Georgia Republicans predicted the new election security law would effect what actually occurred: "short lines and limited problems. Meanwhile, President Joe Biden claimed the law's "predictable effect" would be "longer lines at the polls, lines that can last for hours." He asserted the law would "end voting hours early," a claim so factually inaccurate the Washington Post awarded it "Four Pinocchios." Biden suggested the law would make it "harder for you to vote by mail." But the Washington Post conceded that mail ballots cast comprised a slightly higher percentage (8%) than the last pre-pandemic election (2018). Biden claimed the law would limit "the number of drop boxes and the hours you can use them." But the law actually made drop boxes, an emergency pandemic measure, permanent, explained National Review's John Fund.
Democrats insisted Georgia's election security bill would result in "voter suppression" -- that is, fewer voters would have their ballots counted. Republicans insisted the law would do the opposite. The 2022 primary is the first election after the law has taken effect, and the record-setting vote totals (in practically every category) cast considerable doubt on the Democrats' hypothesis. The process of forming hypotheses and either confirming or disproving them by experiment is known as the scientific method, and this reasonable, realistic practice is the foundation of the credibility "science" enjoys.
But when it comes to elections, it's unlikely those who insist most loudly that we "follow the science" will take their own advice. Stacey Abrams, the Democratic nominee for Georgia governor in 2018 and 2022 insisted Tuesday, "we know that increased turnout has nothing to do with suppression." Abrams still insists that the 2018 election was stolen from her through voter suppression (that is, she contends suppression prevented certain voters from casting ballots for her, which would have increased turnout). If Georgia's 2022 record primary election turnout doesn't persuade Abrams that voter suppression is not taking place, nothing will.
Even if Abrams remains incorrigible, hopefully the results will increase the confidence of voters in the integrity of Georgia's election laws. The Washington Post reported that a 70-year-old, retired, African-American woman, Patsy Reid, "was surprised she didn't encounter problems when she voted early this month" because she "feared that her vote could be discounted given reports of voter suppression against people of color in Georgia." "That's the voice of someone who had been lied to -- repeatedly and at great volume," lamented Rich Lowry.

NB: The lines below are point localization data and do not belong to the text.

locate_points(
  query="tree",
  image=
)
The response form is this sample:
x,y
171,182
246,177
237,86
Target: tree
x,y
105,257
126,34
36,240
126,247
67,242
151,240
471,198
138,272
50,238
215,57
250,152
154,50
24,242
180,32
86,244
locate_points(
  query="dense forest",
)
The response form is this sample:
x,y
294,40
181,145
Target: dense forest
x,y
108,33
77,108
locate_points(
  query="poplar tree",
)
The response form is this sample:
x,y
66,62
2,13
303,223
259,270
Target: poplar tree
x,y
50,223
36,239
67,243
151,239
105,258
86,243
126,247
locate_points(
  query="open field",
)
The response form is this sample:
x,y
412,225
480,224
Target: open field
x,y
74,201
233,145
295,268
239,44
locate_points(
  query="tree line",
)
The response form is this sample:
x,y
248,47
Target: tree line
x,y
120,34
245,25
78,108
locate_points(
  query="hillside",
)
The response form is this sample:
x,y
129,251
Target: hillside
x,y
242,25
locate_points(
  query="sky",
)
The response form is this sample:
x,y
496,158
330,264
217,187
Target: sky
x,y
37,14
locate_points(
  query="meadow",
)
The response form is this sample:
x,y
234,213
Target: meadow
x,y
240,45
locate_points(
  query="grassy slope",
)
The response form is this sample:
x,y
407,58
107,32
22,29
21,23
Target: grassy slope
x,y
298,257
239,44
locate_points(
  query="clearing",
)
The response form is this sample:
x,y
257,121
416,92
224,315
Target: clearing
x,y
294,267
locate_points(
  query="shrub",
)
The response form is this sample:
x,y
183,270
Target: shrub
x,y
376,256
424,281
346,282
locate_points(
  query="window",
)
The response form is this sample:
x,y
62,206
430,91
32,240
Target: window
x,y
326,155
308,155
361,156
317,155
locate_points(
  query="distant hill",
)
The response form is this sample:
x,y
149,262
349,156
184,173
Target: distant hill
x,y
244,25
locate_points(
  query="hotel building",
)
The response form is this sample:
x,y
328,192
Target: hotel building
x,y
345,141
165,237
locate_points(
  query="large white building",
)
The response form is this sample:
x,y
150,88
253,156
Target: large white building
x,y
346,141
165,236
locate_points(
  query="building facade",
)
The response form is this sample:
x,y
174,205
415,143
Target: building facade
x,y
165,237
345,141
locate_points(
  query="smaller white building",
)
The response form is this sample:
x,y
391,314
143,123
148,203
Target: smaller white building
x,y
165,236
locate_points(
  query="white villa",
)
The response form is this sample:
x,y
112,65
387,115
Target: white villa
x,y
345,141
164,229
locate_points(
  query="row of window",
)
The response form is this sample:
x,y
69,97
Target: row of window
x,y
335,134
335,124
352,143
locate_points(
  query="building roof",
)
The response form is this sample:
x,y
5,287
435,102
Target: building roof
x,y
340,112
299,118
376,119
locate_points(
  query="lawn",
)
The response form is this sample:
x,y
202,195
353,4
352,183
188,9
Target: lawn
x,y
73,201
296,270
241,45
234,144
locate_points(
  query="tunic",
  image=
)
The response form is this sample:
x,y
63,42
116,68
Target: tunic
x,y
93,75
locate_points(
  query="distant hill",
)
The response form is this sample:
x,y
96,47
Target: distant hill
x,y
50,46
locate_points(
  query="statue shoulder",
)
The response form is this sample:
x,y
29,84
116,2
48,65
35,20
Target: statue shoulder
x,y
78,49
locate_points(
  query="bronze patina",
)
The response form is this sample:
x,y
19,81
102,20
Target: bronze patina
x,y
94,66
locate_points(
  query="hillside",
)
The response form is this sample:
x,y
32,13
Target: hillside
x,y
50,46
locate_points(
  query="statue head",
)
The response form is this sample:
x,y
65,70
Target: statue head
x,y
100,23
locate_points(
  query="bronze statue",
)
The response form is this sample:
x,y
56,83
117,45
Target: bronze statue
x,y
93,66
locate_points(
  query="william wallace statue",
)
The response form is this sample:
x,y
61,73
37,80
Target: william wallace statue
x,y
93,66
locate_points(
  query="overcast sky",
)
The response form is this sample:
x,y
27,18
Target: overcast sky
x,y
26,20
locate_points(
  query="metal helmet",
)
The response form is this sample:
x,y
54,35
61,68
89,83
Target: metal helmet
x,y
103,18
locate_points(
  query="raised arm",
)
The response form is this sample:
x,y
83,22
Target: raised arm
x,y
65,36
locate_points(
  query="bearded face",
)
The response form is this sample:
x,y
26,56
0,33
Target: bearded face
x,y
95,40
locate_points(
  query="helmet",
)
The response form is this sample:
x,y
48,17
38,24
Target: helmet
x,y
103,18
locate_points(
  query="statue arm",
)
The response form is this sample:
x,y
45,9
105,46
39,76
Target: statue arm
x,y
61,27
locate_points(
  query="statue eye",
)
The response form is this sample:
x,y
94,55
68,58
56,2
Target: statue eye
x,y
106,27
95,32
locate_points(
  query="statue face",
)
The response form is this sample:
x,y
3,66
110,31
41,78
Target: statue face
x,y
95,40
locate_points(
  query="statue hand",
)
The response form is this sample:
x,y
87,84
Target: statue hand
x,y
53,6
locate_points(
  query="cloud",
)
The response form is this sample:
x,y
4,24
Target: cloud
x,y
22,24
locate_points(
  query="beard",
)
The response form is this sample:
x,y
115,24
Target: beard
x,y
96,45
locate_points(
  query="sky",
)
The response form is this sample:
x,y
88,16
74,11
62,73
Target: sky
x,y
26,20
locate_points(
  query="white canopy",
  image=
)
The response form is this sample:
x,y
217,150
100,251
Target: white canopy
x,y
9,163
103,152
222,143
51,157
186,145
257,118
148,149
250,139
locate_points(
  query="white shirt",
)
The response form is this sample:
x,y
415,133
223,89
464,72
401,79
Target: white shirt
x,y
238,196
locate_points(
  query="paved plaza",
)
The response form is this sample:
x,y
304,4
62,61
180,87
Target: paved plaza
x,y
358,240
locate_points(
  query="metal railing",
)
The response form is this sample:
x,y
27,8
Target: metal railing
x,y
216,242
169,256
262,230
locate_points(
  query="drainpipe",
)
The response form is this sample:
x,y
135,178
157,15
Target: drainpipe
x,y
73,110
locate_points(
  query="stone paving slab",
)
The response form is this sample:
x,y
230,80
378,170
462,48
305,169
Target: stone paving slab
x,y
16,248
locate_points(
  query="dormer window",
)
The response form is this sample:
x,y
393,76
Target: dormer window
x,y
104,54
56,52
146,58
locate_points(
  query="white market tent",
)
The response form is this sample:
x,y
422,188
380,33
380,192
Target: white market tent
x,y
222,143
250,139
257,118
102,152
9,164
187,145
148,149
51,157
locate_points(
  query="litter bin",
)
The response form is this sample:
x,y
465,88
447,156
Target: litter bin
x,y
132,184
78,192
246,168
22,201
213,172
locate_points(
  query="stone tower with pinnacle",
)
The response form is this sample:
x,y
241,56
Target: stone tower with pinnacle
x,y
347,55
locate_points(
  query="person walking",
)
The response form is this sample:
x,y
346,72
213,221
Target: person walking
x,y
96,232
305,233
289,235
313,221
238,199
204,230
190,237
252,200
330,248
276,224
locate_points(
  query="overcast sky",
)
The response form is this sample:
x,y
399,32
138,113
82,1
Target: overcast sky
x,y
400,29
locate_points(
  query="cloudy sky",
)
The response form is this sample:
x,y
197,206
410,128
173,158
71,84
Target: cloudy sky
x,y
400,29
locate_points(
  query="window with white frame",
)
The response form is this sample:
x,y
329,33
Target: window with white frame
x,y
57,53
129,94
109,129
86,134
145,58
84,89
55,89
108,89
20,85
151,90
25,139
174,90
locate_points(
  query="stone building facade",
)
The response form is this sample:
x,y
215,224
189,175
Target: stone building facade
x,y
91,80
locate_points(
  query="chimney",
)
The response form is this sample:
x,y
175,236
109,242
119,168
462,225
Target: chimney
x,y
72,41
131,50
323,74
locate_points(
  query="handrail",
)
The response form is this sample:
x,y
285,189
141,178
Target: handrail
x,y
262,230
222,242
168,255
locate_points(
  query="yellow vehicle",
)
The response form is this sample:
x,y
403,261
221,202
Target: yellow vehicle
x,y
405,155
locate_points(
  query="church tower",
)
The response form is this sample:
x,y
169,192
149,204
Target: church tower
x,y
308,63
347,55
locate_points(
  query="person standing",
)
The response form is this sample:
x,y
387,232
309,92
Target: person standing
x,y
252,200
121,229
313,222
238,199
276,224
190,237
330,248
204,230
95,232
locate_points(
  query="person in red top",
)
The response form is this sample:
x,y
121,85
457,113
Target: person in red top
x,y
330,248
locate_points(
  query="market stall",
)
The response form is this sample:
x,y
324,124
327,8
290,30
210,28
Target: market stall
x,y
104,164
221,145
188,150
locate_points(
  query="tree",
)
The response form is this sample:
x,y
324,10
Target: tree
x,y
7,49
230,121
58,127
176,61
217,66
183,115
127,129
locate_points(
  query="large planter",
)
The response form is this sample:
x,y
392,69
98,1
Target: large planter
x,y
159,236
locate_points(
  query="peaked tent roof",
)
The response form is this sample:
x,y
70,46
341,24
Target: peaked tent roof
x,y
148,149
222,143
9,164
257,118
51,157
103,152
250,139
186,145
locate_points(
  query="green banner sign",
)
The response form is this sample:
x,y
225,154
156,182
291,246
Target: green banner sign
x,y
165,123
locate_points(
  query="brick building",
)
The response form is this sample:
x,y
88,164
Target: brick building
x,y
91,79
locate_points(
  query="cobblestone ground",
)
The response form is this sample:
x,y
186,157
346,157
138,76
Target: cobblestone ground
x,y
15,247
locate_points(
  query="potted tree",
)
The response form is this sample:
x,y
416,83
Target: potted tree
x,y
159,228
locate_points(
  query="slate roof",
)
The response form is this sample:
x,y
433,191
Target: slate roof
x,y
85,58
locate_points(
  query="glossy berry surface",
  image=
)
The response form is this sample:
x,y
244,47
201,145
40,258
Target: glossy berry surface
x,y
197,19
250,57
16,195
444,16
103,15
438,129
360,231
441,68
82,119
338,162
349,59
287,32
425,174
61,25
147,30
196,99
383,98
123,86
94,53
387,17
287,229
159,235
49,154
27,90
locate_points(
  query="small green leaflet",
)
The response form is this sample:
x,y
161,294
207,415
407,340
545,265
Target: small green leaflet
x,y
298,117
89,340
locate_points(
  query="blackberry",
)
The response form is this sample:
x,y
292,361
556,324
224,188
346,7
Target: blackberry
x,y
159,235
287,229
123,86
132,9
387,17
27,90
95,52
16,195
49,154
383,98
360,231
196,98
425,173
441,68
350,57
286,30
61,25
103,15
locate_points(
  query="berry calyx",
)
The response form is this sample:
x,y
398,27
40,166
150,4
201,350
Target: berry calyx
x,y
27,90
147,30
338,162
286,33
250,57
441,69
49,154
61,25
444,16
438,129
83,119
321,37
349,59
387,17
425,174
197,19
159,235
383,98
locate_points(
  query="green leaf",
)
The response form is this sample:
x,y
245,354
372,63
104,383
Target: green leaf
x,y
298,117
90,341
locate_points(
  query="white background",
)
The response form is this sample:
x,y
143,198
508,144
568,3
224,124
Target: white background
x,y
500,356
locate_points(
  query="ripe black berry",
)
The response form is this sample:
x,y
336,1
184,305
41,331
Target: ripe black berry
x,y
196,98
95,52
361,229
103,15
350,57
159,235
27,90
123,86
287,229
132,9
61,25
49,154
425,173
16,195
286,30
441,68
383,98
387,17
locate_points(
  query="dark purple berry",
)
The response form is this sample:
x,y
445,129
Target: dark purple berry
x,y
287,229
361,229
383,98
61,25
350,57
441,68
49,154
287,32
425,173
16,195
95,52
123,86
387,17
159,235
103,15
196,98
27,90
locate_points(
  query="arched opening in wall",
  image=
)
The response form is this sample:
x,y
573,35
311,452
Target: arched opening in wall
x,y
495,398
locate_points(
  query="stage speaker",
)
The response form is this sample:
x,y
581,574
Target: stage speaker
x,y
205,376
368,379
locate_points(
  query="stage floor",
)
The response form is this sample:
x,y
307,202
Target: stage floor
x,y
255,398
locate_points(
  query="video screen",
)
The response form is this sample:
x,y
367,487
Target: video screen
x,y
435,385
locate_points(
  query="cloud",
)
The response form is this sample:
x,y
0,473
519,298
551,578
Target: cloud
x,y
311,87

The Left really did raise a furor over Georgia's election integrity law last year. President Biden condemned the law in multiple speeches. The Justice Department filed a lawsuit against Georgia. Dozens of major corporations condemned the law, including Georgia-based outfits like Coca-Cola and Delta Airlines, and Major League Baseball relocated the All-Star Game from Atlanta. The hysteria was all manufactured over false impressions of the law, such as the supposition that an overwhelmingly popular provision for photo ID was somehow racist.
The Post quotes Reid saying, "To go in there and vote as easily as I did and to be treated with the respect that I knew I deserved as an American citizen -- I was really thrown back." How horrible. Let's hope, after this round of primary elections, the facts outshine the rhetoric, so that no voter -- blue or red, black or white -- is discouraged from exercising their right to vote due to lies about election integrity.